One of the novel findings in the current study is that chronically SHIV-infected macaques employed a different defense mechanism to respond to malaria coinfection. In sharp contrast to acutely SHIV-infected macaques, chronically SHIV-infected macaques without AIDS showed marked suppression of Th1 responses after malaria coinfection. Rather, they mounted 50- to 200-fold expansion of IL-17–producing CD4+ T effectors, as well as unique, potent IL-22 responses. Unique expansion of IL-22–producing T effectors with Th1 suppression in malaria/chronic SHIV coinfection is consistent with our recent finding that IFNγ networking pathways can down-regulate IL-22+ T effector cells in tuberculosis [20
]. By mounting IL-17+ and IL-22+ T-cell responses and suppressing overreacting Th1 responses to malaria coinfection, chronically SHIV-infected macaques exhibit only transient, low-magnitude increases in viremia, maintain stable CD4+ T cell counts, and avoid rapid progression to AIDS. In addition, marked expansion of Th17 cells and unique increase in IL-22+ T effectors might act in concert with Ab and other immune components to attenuate moderately enhanced malaria in a timely manner, therefore avoiding fatal virus-associated malaria. IL-17 and IL-22 primarily act by recruitment of neutrophils and induction of antimicrobial peptide production by responder cells, and have been shown to have protective roles in infections of various pathogens, including toxoplasmosis [37
], candidiasis [38
], Klebsiella pneumonia
], and others (reviewed in [42
]). It would be interesting to see if these responses play a role in resistance to multiple malaria exposures in future studies.
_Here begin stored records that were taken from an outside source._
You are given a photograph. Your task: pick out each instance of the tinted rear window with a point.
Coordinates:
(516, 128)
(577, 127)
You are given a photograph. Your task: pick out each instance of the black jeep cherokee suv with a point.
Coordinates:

Thus, our proof-of-concept study demonstrates for the first time to our knowledge that virus infection status and distinct Th1 or Th17/IL-22 responses after malaria coinfection of AIDS virus–infected individuals correlate with different clinical outcomes. As far as we know, this is also the first illustration of the dichotomy of Th1 and Th17/IL-22 responses during infection/coinfection of higher primates. The findings may be potentially useful in the development of AIDS and malaria vaccines and immunotherapeutics.